Hi, Firestore developers. We are pleased to announce that with the latest version of the client SDKs, you are able to use Firestore data bundles in your mobile and web applications! Data bundles can make certain types of Firestore applications much faster or less expensive.

That's great! Just one tiny little follow-up question: What are data bundles?

So essentially, data bundles are serialized groups of documents -- either individual documents, or a number of documents that you've retrieved using a specific query.

You can save these data bundles onto a CDN or your favorite object storage service, and then load them from your client applications. Once they've been loaded on to your client, your clients can read them in from your local cache like any other locally-cached Firestore data.

Well that just sounds like a database query with extra steps. Why would I want to do this?

The biggest reason is that by having your clients read common queries from a bundle on a CDN and then querying specifically against that cached data, you can avoid making extra calls against the Firestore database. If your application has a substantial number of users, this can lead to some cost savings, and could potentially be faster, too.

But to be clear, data bundles are an advanced feature and probably not something you should be considering until your application has a pretty sizable user base.

So what kinds of documents make sense to put into bundles?

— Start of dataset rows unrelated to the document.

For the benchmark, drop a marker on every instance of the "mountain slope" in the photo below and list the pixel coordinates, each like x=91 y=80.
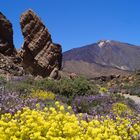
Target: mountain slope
x=102 y=58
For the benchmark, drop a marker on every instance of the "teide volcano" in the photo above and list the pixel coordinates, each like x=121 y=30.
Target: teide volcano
x=102 y=58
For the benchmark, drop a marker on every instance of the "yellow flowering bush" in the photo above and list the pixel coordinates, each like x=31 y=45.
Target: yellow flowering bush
x=102 y=90
x=42 y=95
x=58 y=124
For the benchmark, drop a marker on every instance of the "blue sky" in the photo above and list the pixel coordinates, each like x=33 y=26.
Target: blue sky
x=74 y=23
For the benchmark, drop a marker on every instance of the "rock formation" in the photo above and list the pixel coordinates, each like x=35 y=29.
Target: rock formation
x=39 y=55
x=6 y=37
x=7 y=50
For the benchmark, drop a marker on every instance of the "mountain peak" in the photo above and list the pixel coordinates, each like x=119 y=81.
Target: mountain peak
x=102 y=43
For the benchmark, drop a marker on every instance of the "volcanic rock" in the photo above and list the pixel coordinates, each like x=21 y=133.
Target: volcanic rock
x=39 y=54
x=6 y=37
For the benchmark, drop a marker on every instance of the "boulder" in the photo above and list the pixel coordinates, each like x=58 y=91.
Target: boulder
x=6 y=37
x=40 y=56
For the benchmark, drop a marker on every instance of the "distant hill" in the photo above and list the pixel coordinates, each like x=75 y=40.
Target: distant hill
x=102 y=58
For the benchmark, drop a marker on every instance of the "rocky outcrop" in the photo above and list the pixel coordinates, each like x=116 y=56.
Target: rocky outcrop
x=7 y=50
x=7 y=66
x=6 y=37
x=39 y=54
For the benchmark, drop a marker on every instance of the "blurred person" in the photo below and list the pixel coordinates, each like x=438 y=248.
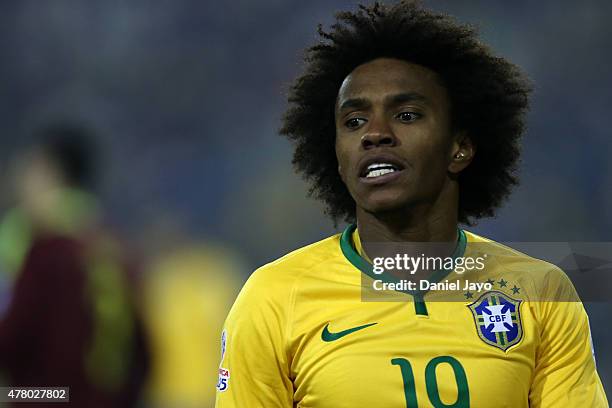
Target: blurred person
x=72 y=319
x=189 y=286
x=406 y=125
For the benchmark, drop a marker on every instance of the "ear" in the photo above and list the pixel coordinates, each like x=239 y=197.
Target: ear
x=462 y=153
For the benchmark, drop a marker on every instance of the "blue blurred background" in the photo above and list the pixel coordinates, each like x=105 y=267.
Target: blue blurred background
x=187 y=98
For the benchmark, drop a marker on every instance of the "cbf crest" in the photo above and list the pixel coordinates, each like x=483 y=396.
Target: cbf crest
x=498 y=319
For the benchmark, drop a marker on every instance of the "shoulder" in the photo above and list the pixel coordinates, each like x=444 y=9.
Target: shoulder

The best kinds of bundles are ones where a majority of your users will be reading in all of the documents in that bundle, the number of documents is on the smaller side, and the contents of that data doesn't change too frequently.

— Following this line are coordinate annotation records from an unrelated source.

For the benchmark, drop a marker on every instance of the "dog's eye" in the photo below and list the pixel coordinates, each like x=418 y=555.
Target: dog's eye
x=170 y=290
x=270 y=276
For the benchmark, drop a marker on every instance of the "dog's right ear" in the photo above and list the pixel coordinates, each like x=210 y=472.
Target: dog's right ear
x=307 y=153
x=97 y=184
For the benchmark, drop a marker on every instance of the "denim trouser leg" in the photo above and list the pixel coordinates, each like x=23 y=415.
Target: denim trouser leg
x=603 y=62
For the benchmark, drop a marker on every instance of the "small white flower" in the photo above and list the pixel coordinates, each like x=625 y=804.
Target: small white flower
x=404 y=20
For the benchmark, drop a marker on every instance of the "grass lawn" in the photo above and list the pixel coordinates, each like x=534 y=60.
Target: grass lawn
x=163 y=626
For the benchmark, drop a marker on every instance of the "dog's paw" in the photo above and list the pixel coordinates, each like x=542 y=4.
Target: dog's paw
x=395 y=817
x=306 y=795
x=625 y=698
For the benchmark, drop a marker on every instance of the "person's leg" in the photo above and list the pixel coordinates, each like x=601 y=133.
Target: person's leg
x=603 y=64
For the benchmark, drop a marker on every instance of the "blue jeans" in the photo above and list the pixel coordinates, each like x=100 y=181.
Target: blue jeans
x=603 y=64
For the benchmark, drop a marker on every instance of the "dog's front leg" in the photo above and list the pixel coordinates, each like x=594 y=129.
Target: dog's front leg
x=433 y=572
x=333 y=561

Some good examples for this might be:

• You're storing configuration data across several documents that every client needs to read in upon startup. Since you might have millions of clients reading in the same handful of documents, this would be a great opportunity to put that data into a bundle and save a few million document reads every day.
• You have a news app, blog, or similar application, and you know that every client will be reading in the same top 10 stories every day.
• You want to load in some "starter" data for users who aren't signed in, and you suspect the majority of your users will be ones who aren't signed in -- this is particularly useful in web applications, where you're more likely to encounter users who aren't signed in.

Data bundles are not good for:

• Database queries where you expect each of your users will be making different queries or want different pieces of information.
• Any data that contains private information -- because data bundles are created by the server SDK, they can bypass security rules. So you need to be careful that any data bundles you load onto a client application is something that's intended to be read by the general public.

I just had an idea: What if I were to stuff my entire database into a bundle, load that bundle onto my client, and then just query my entire database using only my cache?

That's a terrible idea.

Remember, the Firestore cache is not particularly fast when it comes to searching through large amounts of data. Overloading your cache by asking it to store a lot of documents that your users won't ever use is a good way of slowing your application to an unusable state. You should really only be leveraging data bundles to load up documents that most, if not all, of your users will be reading in.

Also, keep in mind that with bundles, you have to load in the entire bundle of documents when you load up a bundle, whereas with a normal document query, you're only downloading the documents that have changed from your local cache. So from a data usage perspective, stuffing too many documents into a bundle can be quite heavy.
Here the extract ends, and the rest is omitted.